Prop. 8 Judge Married to ACLU Leader Refuses to Disqualify Himself
Supporters of the anti-gay marriage ballot proposition, which won at the polls in 2008, want Reinhardt to take himself off the case because of his wife's job, according to the San Francisco Chronicle. But Reinhardt won't step down, the paper reports, because the ACLU isn't a party to the case. (Reinhardt has repeatedly disqualified himself from hearing past cases where the ACLU actually was involved).
However, some legal scholars are questioning Reinhardt's ruling, because the ACLU did ask a federal judge to rule the ballot proposal unconstitutional last year.

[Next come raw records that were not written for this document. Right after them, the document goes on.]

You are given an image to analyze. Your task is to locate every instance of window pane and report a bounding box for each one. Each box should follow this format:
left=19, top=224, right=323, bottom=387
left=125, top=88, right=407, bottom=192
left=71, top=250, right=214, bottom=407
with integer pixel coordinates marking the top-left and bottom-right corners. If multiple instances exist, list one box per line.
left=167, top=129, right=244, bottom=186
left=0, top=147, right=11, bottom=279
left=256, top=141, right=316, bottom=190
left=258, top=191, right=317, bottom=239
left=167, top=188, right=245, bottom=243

Deborah Rhode, a law professor at Stanford University, told the newspaper that she found Reinhardt's ruling questionable. "When you have a judge's spouse who has directly participated in a proceeding connected to the case....there's a reason why the public could legitimately have concerns," she said. "You don't want to muzzle the spouses of judges, but you also don't want to compromise public confidence in the legitimacy of a decision."

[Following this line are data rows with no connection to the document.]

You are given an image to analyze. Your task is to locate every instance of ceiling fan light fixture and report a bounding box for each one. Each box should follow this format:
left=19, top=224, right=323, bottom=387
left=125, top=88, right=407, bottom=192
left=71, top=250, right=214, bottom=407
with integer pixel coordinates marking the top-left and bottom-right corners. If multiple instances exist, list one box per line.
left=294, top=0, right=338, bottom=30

Despite the controversy, the Chronicle added, Prop. 8 backers have already accepted Reinhardt's ruling. Perhaps the hope to use his questionable--albeit non-gay--marriage status against him when they appeal his ruling before the Supreme Court. That's an outcome that is all but guaranteed if, in that great heterosexual tradition, Reinhardt does exactly what his wife tells him to do and bans the ban on gay marriage.